The regime never really persecuted the new and the avant-garde, except if the new meant an explicit compromise with political ideas: Brecht was commonly censured, words like democracy were banned, the private correspondence of Portuguese composers were read by political police officers, and some avant-garde artists had special files in this police relating their behaviour. Lopes-Graça – the known communist neo-classic composer banned by the regime – was constantly played by private institutions, and allowed to go abroad representing Portugal in the ISCM. But Lopes-Graça was known also as a heterodox communist, criticising in texts the conservative positions of composers like Prokovieff and Shostakovich; and someone with no power in the underground Communist Party.

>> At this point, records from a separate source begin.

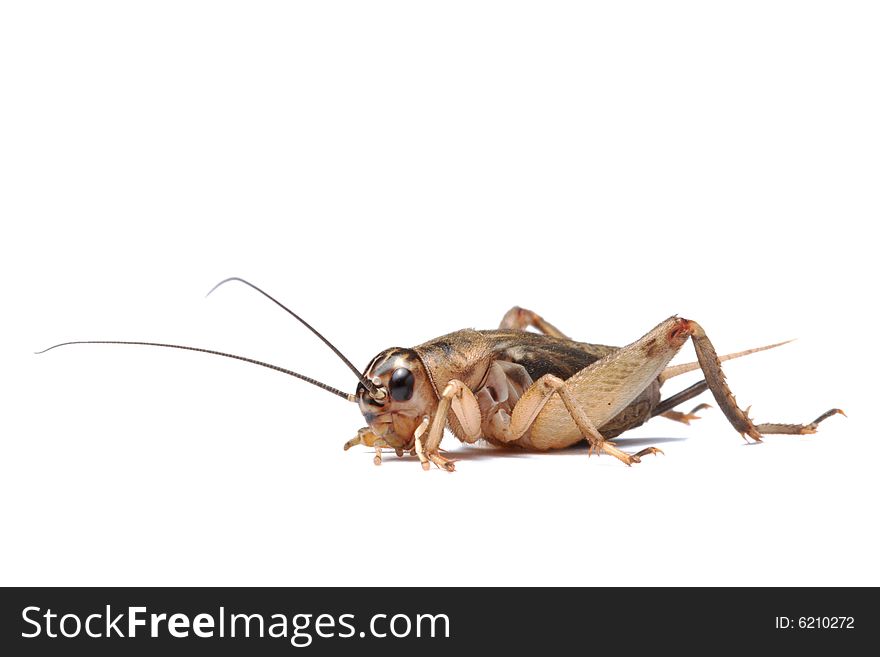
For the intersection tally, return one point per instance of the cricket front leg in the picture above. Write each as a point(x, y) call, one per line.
point(715, 379)
point(520, 319)
point(464, 405)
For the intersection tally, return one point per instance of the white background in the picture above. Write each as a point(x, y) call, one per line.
point(395, 171)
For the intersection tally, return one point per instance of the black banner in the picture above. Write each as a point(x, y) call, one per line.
point(432, 620)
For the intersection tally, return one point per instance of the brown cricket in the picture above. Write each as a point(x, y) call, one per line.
point(517, 388)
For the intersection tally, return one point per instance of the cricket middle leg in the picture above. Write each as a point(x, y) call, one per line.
point(534, 403)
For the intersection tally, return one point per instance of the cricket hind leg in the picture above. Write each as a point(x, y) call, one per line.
point(717, 383)
point(520, 319)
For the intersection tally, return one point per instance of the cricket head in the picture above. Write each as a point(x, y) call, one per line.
point(402, 397)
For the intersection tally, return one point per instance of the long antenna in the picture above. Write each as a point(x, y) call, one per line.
point(307, 379)
point(375, 391)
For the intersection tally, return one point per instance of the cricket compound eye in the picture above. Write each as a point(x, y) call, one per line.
point(402, 383)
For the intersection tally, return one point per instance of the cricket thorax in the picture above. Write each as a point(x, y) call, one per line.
point(408, 397)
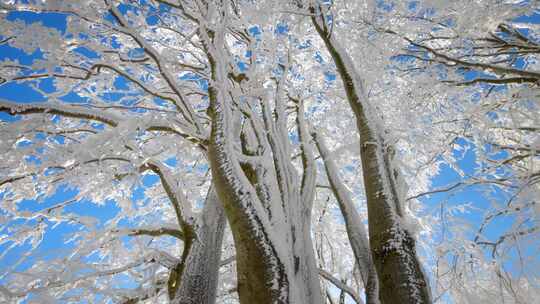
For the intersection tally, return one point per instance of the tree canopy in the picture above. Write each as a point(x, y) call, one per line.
point(235, 151)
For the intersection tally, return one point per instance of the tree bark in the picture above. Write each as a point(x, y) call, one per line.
point(401, 279)
point(355, 228)
point(199, 279)
point(269, 218)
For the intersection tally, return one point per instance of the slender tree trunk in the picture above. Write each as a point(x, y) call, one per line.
point(198, 282)
point(401, 279)
point(269, 218)
point(355, 228)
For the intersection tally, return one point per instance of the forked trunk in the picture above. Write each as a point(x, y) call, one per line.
point(198, 282)
point(401, 279)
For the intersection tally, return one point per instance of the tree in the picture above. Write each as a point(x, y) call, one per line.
point(173, 117)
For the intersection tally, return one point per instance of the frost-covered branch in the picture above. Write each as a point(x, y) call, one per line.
point(336, 282)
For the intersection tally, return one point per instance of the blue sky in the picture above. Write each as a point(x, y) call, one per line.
point(53, 244)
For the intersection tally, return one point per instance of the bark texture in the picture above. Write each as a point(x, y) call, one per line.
point(401, 279)
point(199, 278)
point(269, 215)
point(355, 228)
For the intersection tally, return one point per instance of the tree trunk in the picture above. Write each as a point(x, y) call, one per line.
point(198, 282)
point(355, 228)
point(269, 220)
point(401, 279)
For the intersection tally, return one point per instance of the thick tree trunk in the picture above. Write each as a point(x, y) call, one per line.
point(198, 282)
point(270, 224)
point(355, 228)
point(401, 279)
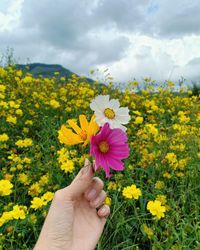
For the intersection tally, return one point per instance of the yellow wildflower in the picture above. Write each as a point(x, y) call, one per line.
point(156, 209)
point(4, 137)
point(11, 119)
point(159, 185)
point(5, 187)
point(37, 203)
point(83, 133)
point(68, 166)
point(139, 120)
point(108, 201)
point(54, 104)
point(24, 143)
point(132, 191)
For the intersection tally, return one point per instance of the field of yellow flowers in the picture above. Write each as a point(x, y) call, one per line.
point(154, 202)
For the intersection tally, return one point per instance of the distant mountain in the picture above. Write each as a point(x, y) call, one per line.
point(47, 70)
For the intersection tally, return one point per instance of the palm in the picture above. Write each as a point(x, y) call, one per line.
point(87, 225)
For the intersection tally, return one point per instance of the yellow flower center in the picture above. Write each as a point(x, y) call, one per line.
point(103, 147)
point(109, 113)
point(83, 135)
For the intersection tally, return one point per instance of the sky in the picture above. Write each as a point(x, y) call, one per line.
point(133, 39)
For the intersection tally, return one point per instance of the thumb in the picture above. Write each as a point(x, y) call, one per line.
point(81, 182)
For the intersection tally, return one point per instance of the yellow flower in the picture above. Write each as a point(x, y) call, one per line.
point(161, 198)
point(18, 212)
point(156, 209)
point(83, 133)
point(34, 189)
point(54, 104)
point(4, 137)
point(24, 143)
point(68, 166)
point(5, 187)
point(159, 185)
point(148, 231)
point(11, 119)
point(37, 203)
point(108, 201)
point(130, 192)
point(139, 120)
point(23, 178)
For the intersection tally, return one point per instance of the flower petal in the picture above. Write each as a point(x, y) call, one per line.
point(75, 127)
point(67, 137)
point(116, 164)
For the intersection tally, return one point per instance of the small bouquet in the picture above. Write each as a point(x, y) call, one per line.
point(105, 133)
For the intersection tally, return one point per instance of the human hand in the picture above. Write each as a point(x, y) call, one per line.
point(73, 221)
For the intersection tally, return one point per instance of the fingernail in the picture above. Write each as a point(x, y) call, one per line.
point(91, 194)
point(86, 166)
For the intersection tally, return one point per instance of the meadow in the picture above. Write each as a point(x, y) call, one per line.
point(154, 202)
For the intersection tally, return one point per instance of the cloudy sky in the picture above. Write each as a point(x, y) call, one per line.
point(132, 38)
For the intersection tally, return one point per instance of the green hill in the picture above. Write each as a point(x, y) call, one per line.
point(47, 70)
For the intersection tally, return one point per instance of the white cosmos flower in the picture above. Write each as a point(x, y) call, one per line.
point(109, 111)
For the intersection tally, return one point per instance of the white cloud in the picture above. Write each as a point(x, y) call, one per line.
point(10, 14)
point(131, 38)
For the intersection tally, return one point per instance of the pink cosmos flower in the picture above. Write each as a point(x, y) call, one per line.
point(109, 147)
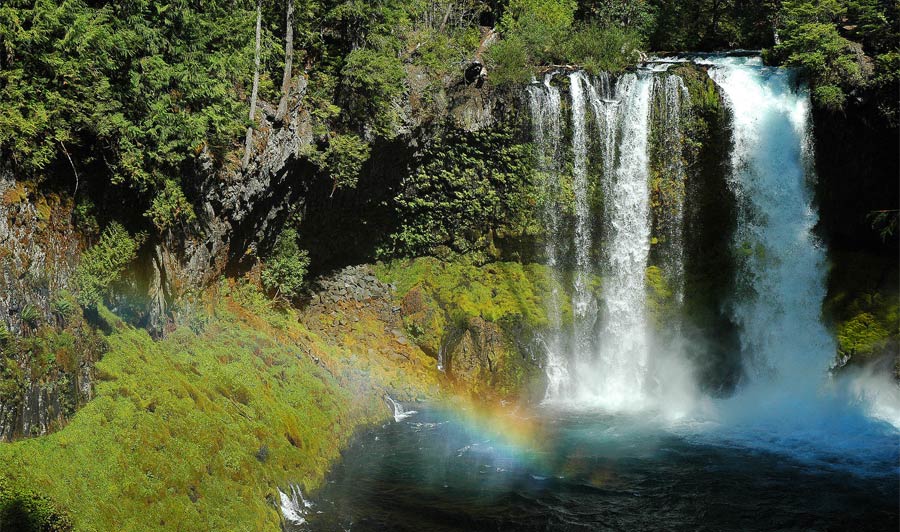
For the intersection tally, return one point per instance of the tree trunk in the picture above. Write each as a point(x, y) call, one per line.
point(288, 61)
point(249, 145)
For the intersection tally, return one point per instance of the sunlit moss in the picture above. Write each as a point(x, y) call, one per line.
point(173, 439)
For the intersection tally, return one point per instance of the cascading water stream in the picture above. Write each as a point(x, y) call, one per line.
point(605, 366)
point(583, 304)
point(623, 349)
point(545, 104)
point(782, 268)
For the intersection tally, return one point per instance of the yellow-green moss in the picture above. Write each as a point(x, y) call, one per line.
point(494, 292)
point(478, 316)
point(196, 431)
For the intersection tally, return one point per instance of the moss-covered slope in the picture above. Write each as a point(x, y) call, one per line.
point(195, 432)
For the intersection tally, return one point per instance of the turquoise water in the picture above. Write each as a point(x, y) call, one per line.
point(436, 471)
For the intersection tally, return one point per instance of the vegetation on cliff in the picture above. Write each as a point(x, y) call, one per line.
point(197, 431)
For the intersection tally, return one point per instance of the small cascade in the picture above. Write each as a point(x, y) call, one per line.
point(294, 508)
point(400, 413)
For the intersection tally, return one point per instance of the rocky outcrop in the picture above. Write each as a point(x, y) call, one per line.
point(39, 250)
point(46, 349)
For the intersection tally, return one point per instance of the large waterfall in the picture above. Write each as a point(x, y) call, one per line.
point(615, 201)
point(782, 269)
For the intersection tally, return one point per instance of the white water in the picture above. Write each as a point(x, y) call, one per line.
point(617, 376)
point(782, 272)
point(789, 403)
point(400, 413)
point(294, 507)
point(584, 305)
point(546, 104)
point(605, 366)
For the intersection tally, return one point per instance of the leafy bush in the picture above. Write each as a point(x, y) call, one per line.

In fact, the kitchen – symbolising the new, the avant-garde, the unusual sonorities - never put the conservative music milieu in danger, symbolised by Salazar’s living room – the S. Carlos Opera house. The kitchen stayed in its corner as an illness of young, left radical intellectuals, or as a bunch of shocking events with no importance in the “real” musical and artistic world, with only a few followers, well controlled by the intelligentsia, the state police and the authorities.

Or perhaps not:

  • Some of the young army members and intellectuals that were very influential in the revolution in 1974 and the next years were usually in these avant-garde concerts and other private cultural events;
  • We see in the last two decades to an enormous growth in Portuguese composition; perhaps a growth only comparable to the generations of Portuguese composers of the 16th and 17th centuries; this new generation is, perhaps, the result of an evolution that slowly began in those hard days of the sixties.

Notes

  1. See Oliveira, César (1990): p.13 and following.
  2. See Freitas Branco (1982): p.60.
  3. See Arte Musical (1958 - n.3), interview with Maria de Lurdes Martins; see Cassuto, Álvaro (1958) and Cassuto, Álvaro (1959), papers of about the twelve-tone system; see Lopes-Graça, Fernando (1992 a):page 116.
  4. See Arte Musical (1958 - n.3).
  5. Cf. Nunes, Emmanuel (1998): page 13.
  6. According to personal conversations with Filipe de Sousa.
  7. A work now out of catalogue. Cf.- Diário de Notícias 7/11/1964, Arte Musical (1967 – n. 25/26).
  8. Cf. Diário de Notícias 7/11/1964.
  9. Cf. Diário de Notícias 9/11/1964.
  10. Now the Leitura bookshop.
  11. Cf. Melo e Castro (1977): page 59.
  12. A play between the Funeral and the name of the author Aragão.
  13. Free Moon-light Air Sonata
  14. free air – open air
  15. A Spanish group of contemporary artists of different disciplines, connected with J. Cage, D. Tudor, neo-Dadaist and Surrealist groups and artists. Some of the participants in Zaj performances (exhibitions, recitals, "concert-parties", "events", etc.) were John Cage, David Tudor, Walter Marchetti, Ramon Barce, Juan Hidalgo, Tomás Marco, Alejandro Reino, Manolo Millares, José Cortés, Manuel Cortés, Eugenio Vicente, etc.
  16. Cf. Barreto, António (1996).
  17. The data that was collected for this research reflects mainly what happened in Lisbon. In fact, the rest of the country had no relevance concerning contemporary music.